Another couple, Seth and Amanda, spent a year abroad while traveling on an oil and gas contract. They came to me asking for advice on how to keep their marriage and sex life strong while he was away. They enjoyed incorporating teledildonics – remote-controlled sex toys – into their long-distance sex lives. They had set up a pillow to mimic Seth’s heartbeat and breathing patterns before he left, and she was given a vibrator that he could control remotely via an app. They never saw it as a replacement for a real sexual connection, but it was the perfect stopgap during his year abroad.

AI can also reduce feelings of shame and encourage healthy exploration. I have used AI in my therapy practice with clients who have difficulty articulating their desires and preferences. Together with the help of AI, I help them collect their thoughts and feelings in the first step before sharing them with their partner.

Used wisely, technology can encourage curiosity, communication and creativity in the bedroom. But there is also a darker side.

Real intimacy is messy. It requires negotiation. It requires us to tolerate frustration and it requires vulnerability. Sex and person-to-person love can cause tension, but ironically, friction is the cause of growth and the blossoming of intimacy.

Technology violations

Rachel wasn’t just upset about the intimacy of her husband’s messages with the chatbot. She was devastated because her husband had stopped communicating his emotional needs to her. When he felt lonely, he turned to the app. When he felt unsafe, he sought comfort there. When Rachel occasionally turned him down for sex, he ignored the inconveniences involved and instead turned to his AI companion. His chatbot never challenged him, never misinterpreted him and – unlike Rachel – never needed anything in return.

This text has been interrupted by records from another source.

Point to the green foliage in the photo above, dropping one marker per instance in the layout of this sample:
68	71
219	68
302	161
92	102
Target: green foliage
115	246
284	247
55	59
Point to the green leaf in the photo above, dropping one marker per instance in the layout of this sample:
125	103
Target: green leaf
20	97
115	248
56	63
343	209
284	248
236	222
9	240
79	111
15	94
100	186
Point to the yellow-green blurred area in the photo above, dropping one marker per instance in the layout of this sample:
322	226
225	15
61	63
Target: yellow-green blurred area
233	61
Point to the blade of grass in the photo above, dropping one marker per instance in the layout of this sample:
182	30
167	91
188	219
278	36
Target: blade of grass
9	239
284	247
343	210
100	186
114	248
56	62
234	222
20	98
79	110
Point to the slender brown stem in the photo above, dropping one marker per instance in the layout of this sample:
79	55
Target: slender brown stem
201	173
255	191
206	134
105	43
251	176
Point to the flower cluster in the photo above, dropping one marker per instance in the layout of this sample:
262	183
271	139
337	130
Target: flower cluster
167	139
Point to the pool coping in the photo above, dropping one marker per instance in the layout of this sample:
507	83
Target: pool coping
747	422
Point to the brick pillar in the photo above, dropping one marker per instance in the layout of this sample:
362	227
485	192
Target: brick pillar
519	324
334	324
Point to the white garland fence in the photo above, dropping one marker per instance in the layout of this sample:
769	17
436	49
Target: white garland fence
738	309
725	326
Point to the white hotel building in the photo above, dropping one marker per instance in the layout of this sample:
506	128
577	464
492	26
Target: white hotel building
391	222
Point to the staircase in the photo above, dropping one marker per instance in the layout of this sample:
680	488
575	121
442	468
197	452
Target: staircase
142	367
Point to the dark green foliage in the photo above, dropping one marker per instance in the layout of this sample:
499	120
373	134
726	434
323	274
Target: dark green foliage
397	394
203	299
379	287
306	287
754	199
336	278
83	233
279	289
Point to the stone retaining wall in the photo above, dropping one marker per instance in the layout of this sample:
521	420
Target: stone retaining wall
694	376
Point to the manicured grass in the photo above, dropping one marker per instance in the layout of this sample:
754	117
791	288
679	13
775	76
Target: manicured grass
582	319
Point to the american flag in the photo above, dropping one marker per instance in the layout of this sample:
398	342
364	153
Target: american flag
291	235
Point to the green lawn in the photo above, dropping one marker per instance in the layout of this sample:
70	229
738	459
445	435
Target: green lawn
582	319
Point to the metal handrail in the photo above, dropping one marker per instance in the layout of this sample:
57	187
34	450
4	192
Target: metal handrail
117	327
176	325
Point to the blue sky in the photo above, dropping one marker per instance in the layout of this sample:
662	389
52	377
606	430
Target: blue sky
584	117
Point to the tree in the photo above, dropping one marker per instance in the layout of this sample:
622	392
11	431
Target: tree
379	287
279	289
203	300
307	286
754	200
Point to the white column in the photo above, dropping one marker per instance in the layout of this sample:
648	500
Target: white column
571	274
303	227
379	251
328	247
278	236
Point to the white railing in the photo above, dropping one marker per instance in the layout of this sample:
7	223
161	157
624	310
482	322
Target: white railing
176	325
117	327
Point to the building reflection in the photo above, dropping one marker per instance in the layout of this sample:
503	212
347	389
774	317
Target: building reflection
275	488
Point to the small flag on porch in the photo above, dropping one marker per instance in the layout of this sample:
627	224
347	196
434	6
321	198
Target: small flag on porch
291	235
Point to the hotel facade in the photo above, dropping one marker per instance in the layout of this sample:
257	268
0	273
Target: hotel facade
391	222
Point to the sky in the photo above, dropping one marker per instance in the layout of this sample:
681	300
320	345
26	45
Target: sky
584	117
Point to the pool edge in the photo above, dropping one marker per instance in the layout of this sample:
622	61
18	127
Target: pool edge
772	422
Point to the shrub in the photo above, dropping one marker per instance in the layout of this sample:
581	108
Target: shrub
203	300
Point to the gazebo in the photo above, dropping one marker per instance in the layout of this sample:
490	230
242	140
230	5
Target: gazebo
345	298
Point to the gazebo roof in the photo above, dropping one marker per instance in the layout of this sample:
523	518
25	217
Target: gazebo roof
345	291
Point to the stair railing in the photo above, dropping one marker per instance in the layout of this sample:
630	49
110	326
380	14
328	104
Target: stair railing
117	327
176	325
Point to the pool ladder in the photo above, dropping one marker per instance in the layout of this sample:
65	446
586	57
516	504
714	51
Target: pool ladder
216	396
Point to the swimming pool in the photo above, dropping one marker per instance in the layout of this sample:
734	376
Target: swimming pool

I’ve also had clients come to me with more extreme AI entanglements. I’ve seen an uptick in younger men who feel discouraged by modern dating and frustrated at their inability to form consistent sexual relationships. They are retreating into immersive virtual reality pornography, now hyper-personalized by AI. What begins as convenience or escape gradually becomes a substitute for intimacy in the real world, where desire is intensely satisfied and rejection, ambiguity, and emotional risk are developed from the experience. In these cases, AI is not a step toward connecting to the real world; it is a jump in the opposite direction.

True intimacy is uniquely human

Sex and love that deepens over time are not based on convenience. It’s about two imperfect people who learn to talk about what hurts, what excites them, and what they need from each other. An algorithm can simulate this, but cannot replace it.

I taught Rachel how to gently confront Jake about what she discovered. Luckily, he was able to understand why she was hurt and didn’t get defensive. Together they decided to set limits for its use of AI. Today’s couples have had to learn how to have conversations about boundaries around porn consumption or social media, and now they need to learn how to discuss healthy ways to incorporate AI into their lives.

We cannot deny that AI is slightly changing love and romance. The couples who will thrive in this new landscape are not those who reject technology entirely, nor those who embrace it without thought. They will be the ones who stay in the conversation, who ask hard questions about secrecy and substitution, and who use innovation to strengthen the connection rather than avoid it. Technology will continue to develop rapidly. Our job is to ensure that intimacy evolves alongside it, so that sex and love remain deeply and courageously human, even in the digital age.